Final project for the course Algorithms for speech and natural language processing - Master MVA, ENS Paris-Saclay (2021-2022)

This repository contains the work done by Yujin Cho, Loubna Ben Allal, Gabriel Baker and Chloé Sekkat for their final project in the course Algorithms for speech and natural language processing at the master MVA, ENS Paris-Saclay.

For this project, we worked on a tokenization-free encoder for language representation called CANINE. It is the first character-level pre-trained deep encoder that is completely tokenization-free and vocabulary-free. We studied the performance of CANINE on several NLP tasks and compare it to other models (similar to BERT).

Installation

The code was tested with Python3.8.6

pip install -r requirements

Please note that you will need to update manually the versions of torch, torchaudio and torchvision depending on your hardware.

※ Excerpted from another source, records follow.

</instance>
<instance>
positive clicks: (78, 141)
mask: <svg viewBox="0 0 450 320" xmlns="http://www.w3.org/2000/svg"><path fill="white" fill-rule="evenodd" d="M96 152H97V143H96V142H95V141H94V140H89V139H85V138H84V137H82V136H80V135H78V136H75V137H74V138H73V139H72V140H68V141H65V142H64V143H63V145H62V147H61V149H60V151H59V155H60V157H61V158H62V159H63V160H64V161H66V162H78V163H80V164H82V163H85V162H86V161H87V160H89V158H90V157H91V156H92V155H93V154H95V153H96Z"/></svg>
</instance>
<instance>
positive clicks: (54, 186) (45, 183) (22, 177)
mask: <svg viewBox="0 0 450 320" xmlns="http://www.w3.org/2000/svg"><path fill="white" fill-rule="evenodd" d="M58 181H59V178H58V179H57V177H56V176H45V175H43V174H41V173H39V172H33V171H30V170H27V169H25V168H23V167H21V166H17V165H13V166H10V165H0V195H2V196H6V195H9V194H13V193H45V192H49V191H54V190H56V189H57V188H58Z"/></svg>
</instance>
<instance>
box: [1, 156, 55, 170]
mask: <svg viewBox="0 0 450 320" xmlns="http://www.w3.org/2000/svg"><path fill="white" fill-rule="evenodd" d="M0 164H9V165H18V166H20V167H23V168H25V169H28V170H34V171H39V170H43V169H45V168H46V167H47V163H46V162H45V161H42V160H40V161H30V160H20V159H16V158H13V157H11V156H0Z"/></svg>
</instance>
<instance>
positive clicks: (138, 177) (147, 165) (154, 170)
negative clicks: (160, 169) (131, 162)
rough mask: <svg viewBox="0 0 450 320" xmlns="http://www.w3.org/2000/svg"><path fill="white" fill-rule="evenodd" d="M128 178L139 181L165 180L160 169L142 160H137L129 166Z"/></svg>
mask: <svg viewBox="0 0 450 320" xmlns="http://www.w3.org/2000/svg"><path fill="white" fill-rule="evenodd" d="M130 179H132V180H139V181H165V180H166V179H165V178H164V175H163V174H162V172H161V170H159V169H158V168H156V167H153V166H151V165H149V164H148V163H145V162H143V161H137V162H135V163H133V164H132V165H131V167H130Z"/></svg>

Structure of the repository

This repository has been divided into 3 main categories, each containing sub-categories depending on the task we evaluated the models on.

canine_mva
├── requirements.txt
├── sh_scripts                  # Bash scripts
    └── qa/                     # QA related bash scripts (CLI)
├── source                      # Source code main package   
    ├── qa/                     # QA related source code                               
    └── nli/                    # NLI related source code  
    └── NER/                    # NER related source code  
├── notebooks                   # Notebooks (showcase of experiments)
    └── qa/                     # QA related notebooks
    └── NER/                    # NER related notebooks
    └── sa/                     # SA related notebooks
└── README.md

Question Answering:

  • notebooks/qa: the notebooks we used for our QA experiments.
  • source/qa: source code needed to prepare and train CANINE for Question Answering task. Also allows for zero-shot transfer evaluation on XQuAD (for more information, refer to corresponding README.md)
  • sh_scripts/qa: collection of bash scripts to finetune and evaluate models on QA tasks (for more information, refer to corresponding README.md)

NLI

  • source/nli: source code needed to prepare and train CANINE and BERT for NLI task (for more information, refer to corresponding README.md)

NER

  • notebooks/NER: the notebooks we used for our NER experiments.
  • source/NER: source code needed to prepare and train CANINE for NER task (for more information, refer to corresponding README.md)

Sentiment Analysis:

  • notebooks/sa: the notebooks we used for our SA experiments.